The rich were getting richer, and the hungry would only get hungrier.

A sinister feeling tickled up my spine, accompanied by the clop of large footsteps and the putrid smell of a rotting soul.

In the reflection, a tall, fat figure stalked up behind me.

I turned on my heel away from the window and picked up my pace, hoping to create distance, but with each of my steps, two more hammered down quicker behind me.

The thud of my heart in my ears now also joining the race.

Henrik’s store was one more block down. I kept my gaze tunneled in on the faded green door and the shards of wood protruding from it.

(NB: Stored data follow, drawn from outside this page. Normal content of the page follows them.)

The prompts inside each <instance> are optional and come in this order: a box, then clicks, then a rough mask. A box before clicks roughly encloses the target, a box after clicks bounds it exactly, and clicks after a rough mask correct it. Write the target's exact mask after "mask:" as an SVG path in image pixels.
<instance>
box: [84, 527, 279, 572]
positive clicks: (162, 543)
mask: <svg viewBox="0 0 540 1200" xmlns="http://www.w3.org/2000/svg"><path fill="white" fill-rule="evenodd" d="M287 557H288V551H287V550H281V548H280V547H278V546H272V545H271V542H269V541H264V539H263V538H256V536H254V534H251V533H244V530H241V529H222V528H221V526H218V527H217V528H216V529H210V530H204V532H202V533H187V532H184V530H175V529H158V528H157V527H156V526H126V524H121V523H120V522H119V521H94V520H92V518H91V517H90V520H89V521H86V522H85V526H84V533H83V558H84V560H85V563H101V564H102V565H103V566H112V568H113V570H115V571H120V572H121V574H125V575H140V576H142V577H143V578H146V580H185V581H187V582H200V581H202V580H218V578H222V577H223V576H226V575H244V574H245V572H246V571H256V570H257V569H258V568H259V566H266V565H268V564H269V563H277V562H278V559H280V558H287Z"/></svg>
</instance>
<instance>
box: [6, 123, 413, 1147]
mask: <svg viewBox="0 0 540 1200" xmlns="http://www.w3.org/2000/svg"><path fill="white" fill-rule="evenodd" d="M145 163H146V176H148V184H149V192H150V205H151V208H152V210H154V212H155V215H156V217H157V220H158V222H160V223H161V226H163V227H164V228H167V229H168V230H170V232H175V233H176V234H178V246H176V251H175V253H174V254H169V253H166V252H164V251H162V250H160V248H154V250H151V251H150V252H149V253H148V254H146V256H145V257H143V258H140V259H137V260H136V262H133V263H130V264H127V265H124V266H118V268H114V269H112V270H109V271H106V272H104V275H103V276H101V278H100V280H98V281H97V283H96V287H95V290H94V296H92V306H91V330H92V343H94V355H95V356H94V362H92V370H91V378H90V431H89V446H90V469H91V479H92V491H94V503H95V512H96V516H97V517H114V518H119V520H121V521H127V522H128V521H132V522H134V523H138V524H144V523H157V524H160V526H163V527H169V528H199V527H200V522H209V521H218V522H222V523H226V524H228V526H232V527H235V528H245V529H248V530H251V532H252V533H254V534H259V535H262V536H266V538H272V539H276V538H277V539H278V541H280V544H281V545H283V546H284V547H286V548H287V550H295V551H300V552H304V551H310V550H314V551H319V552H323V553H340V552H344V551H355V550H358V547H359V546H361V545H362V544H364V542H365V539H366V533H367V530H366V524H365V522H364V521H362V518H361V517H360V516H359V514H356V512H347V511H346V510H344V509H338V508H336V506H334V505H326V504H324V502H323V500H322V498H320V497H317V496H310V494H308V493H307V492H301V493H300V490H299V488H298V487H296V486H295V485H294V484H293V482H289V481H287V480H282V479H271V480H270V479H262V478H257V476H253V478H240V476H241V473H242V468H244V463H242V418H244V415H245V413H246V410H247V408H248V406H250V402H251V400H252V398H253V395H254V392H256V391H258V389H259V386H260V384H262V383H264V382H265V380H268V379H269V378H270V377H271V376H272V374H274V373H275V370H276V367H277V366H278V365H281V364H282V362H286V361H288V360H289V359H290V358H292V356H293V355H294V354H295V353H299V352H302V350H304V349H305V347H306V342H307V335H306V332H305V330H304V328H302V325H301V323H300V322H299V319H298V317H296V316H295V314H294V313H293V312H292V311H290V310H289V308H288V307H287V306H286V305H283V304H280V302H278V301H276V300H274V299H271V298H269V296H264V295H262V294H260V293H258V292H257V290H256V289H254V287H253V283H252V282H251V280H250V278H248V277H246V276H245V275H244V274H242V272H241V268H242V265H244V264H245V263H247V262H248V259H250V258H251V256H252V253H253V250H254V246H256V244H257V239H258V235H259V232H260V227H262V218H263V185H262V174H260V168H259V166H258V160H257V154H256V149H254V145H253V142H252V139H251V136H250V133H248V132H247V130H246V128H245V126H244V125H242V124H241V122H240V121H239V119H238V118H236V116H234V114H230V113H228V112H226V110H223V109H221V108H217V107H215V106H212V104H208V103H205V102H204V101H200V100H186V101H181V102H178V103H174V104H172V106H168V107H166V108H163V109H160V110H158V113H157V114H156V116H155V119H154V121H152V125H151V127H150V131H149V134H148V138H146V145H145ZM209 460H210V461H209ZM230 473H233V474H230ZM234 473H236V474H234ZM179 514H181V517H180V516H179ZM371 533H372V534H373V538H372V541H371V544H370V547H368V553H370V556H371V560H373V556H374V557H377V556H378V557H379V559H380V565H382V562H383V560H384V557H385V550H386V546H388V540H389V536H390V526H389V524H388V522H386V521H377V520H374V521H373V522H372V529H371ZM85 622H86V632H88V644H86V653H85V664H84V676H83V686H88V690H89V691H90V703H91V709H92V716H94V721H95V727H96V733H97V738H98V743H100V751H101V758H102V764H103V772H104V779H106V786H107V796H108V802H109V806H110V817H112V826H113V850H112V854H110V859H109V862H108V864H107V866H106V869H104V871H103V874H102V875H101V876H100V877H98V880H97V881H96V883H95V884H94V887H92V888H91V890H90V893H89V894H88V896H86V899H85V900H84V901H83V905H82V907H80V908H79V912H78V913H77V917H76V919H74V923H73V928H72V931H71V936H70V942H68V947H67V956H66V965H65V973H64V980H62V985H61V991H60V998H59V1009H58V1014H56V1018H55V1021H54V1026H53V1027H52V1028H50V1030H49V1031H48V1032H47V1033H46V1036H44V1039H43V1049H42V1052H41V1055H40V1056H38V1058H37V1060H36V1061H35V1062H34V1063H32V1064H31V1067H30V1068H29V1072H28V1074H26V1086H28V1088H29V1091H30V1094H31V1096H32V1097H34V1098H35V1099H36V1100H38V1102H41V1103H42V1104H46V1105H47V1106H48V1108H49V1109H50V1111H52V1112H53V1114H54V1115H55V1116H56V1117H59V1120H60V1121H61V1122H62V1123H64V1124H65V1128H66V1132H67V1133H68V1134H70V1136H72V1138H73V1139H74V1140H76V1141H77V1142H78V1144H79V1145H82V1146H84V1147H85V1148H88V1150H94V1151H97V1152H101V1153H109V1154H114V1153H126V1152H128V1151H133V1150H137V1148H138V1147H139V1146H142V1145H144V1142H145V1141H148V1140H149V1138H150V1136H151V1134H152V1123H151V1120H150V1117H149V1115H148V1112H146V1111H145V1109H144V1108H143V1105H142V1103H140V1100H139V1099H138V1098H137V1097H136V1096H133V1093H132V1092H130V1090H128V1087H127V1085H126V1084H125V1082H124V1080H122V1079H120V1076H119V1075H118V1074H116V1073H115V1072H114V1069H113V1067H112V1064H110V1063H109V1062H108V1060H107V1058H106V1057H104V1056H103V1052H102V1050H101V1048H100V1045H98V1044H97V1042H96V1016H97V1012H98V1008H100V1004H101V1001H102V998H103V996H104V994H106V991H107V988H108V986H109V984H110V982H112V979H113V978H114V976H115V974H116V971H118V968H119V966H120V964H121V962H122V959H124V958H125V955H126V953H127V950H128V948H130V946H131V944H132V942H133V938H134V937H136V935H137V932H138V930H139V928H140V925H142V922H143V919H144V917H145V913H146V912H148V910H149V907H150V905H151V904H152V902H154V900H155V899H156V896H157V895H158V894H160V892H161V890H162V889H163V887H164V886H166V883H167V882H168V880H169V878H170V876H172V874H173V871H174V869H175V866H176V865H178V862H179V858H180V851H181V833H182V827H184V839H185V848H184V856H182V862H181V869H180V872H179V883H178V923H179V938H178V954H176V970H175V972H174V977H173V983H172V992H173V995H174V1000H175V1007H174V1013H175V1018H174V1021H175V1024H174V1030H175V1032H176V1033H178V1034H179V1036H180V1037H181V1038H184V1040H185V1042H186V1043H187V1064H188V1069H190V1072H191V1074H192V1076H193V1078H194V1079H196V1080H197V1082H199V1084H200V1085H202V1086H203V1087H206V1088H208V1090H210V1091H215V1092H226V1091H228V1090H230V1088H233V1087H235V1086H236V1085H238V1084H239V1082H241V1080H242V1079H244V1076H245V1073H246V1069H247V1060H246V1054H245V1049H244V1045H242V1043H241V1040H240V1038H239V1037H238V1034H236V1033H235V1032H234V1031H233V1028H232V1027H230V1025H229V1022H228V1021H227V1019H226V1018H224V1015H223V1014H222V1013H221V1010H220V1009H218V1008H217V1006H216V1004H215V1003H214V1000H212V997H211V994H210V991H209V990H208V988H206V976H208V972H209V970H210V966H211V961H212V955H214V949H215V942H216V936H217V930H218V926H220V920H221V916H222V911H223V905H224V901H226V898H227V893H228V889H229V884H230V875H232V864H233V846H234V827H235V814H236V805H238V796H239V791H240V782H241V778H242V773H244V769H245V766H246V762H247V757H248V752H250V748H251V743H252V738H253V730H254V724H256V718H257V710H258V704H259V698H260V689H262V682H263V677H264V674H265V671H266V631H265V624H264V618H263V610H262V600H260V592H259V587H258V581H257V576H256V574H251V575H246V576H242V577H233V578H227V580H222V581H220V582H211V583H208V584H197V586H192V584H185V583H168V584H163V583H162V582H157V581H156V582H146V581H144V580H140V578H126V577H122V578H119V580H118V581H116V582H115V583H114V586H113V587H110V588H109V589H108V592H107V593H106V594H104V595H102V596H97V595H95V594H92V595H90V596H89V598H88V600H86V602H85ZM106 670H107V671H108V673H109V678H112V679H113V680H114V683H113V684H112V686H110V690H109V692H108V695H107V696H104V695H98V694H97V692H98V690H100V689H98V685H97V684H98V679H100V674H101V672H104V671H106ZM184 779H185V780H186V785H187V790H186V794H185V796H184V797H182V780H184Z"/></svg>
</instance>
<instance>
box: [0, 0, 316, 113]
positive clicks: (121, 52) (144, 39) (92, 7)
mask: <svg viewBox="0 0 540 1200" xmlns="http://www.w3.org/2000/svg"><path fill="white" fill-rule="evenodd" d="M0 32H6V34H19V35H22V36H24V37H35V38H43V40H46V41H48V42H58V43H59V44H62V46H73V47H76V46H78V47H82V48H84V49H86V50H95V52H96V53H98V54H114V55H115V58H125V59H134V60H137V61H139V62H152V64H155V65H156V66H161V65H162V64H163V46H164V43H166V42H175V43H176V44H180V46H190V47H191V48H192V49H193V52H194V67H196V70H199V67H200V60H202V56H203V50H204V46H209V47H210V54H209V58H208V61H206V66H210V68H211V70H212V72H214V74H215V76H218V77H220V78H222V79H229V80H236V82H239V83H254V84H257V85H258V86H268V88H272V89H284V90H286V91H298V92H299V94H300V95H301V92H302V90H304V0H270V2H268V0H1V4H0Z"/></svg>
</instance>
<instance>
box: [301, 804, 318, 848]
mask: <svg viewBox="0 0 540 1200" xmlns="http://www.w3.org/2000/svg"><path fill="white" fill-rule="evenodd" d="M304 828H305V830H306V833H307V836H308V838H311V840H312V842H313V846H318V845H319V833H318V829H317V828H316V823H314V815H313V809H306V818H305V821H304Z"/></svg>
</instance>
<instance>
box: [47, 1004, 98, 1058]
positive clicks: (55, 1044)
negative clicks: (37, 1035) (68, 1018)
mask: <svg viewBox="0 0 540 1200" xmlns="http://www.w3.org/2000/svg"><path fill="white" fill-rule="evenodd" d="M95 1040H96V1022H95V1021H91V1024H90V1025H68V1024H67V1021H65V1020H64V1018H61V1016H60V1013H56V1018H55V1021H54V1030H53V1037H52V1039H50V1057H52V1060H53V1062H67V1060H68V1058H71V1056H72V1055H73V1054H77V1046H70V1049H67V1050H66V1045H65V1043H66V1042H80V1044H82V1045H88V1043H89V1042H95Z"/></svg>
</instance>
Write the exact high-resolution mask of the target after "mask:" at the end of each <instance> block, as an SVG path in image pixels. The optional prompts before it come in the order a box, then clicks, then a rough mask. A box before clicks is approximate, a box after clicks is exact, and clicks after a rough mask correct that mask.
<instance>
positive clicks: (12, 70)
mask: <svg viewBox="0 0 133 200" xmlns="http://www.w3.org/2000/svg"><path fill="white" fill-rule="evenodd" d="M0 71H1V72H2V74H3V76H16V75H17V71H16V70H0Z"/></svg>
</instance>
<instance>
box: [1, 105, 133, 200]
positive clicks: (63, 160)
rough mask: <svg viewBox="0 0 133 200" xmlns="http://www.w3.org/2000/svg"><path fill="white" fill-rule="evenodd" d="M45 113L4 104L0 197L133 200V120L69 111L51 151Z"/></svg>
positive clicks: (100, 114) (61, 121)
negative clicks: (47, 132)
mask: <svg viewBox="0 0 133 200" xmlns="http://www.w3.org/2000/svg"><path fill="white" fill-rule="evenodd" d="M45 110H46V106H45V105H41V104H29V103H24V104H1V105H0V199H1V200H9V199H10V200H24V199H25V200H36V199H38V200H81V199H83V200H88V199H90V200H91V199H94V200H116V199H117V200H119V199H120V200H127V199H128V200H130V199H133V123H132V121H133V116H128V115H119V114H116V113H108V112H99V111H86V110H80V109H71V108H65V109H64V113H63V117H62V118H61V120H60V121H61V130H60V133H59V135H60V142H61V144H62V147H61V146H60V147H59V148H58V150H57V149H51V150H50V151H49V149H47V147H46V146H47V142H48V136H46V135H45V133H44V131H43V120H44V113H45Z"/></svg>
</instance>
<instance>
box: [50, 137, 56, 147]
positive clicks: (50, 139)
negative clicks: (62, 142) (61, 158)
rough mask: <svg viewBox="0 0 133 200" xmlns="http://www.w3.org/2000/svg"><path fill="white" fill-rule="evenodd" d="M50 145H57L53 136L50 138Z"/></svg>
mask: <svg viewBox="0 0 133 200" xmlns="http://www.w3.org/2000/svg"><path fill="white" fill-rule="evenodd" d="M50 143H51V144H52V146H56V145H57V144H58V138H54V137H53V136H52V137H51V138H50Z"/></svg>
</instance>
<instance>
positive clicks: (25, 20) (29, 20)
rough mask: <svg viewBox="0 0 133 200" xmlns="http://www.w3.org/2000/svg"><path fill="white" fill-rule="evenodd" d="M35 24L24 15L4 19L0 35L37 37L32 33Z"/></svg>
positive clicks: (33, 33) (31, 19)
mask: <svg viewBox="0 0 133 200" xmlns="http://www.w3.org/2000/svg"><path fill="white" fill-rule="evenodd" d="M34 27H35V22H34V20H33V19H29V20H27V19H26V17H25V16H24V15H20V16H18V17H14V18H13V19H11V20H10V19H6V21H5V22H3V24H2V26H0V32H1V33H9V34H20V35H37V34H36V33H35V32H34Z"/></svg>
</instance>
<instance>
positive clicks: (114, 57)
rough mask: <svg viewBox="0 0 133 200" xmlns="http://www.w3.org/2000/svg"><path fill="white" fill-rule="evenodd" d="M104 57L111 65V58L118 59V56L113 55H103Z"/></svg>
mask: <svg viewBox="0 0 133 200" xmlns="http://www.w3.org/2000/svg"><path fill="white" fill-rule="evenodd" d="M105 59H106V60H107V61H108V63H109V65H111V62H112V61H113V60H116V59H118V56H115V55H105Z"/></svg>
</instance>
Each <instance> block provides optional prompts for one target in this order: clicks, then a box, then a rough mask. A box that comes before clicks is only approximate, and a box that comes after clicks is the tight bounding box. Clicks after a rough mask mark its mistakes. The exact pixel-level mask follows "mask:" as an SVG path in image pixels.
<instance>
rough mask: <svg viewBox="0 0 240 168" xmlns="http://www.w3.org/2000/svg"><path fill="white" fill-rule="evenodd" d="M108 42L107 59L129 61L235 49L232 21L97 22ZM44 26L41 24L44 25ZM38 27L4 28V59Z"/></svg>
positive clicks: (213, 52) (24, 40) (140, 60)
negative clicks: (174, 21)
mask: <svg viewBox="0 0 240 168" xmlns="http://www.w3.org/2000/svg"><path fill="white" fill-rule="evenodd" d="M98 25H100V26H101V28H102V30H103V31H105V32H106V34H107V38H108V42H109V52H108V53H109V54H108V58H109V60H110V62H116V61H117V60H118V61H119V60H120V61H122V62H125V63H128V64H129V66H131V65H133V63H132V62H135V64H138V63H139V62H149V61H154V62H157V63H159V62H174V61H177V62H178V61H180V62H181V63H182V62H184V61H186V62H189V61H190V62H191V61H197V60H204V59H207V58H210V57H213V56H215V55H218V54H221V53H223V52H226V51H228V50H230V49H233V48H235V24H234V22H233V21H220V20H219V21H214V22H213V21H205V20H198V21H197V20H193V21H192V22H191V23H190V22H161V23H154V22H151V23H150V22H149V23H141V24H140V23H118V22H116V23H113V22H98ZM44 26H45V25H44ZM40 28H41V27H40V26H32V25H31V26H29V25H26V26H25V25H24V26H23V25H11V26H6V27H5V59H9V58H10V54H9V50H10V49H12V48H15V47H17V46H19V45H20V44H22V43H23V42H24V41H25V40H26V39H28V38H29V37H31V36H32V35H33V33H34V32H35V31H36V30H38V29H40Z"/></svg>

A large hand collapsed over my shoulder and pushed me with such force that it was a miracle I stayed on my feet. Twisting enough to see which of the guard’s it was, my heart ripped against my chest at the sight of the same man responsible for my freshest bruises.

“What do we have here?” He plucked the tied-together strap of my satchel off my shoulder.

“I don’t want any trouble.” I scrambled backwards.

This guard in particular had hurt me before, many times.

He’d beat me, taken parts of my womanhood I’m not sure I could ever have back, spat on me.

Broke my collarbone, bit me. Someday, I hoped a version of him would visit me in my dreams where I could beat him once and for all.

Only five more steps. That’s all I had left and I’d be under Henrik’s watchful eye. They wouldn’t hurt me in front of him.

The greasy man pushed me again, but this time it closed the distance between me and the splintered door to the shoe shop. I swung it open and tumbled inside.

“Amelie–what…” Henrik assessed the situation quickly and schooled his features to address the guard standing in the doorway with his eyes locked on my body. The guard’s eyes were dark, sinister. Void of humanity.

“I’ll take it from here, Rad. Thank you.” Henrik’s voice was stoic.

Rad narrowed his eyes at me but relented and closed the door behind him as he started toward the palace.

My eyes couldn’t stop watching him walk away.

I needed to know he was gone for myself.

I let the second tear of the day fall from my desperate soul and got to my feet, eyes still on him.

Rad turned back toward the shop, a smile spread across his face, and my stomach folded in on itself.

I tore my eyes away, praying to a God I knew never heard my pleas that Rad didn’t take my stare as an invitation.

“Sorry,” I said while sniffling back the ball in my throat. “Where should I start today?”

Henrik eyed the new bruises on my face and took a deep breath before letting us move on.

“Head to the back. Finish up those soles on Mr. Brandhuft’s boots. Then shine up the orders going out tomorrow.”

I nodded and went straight to my station in the back. The rest of the day, I took out my frustrations on the bottoms of the helpless boots and hoped these soles would tread lightly in this hell we lived in.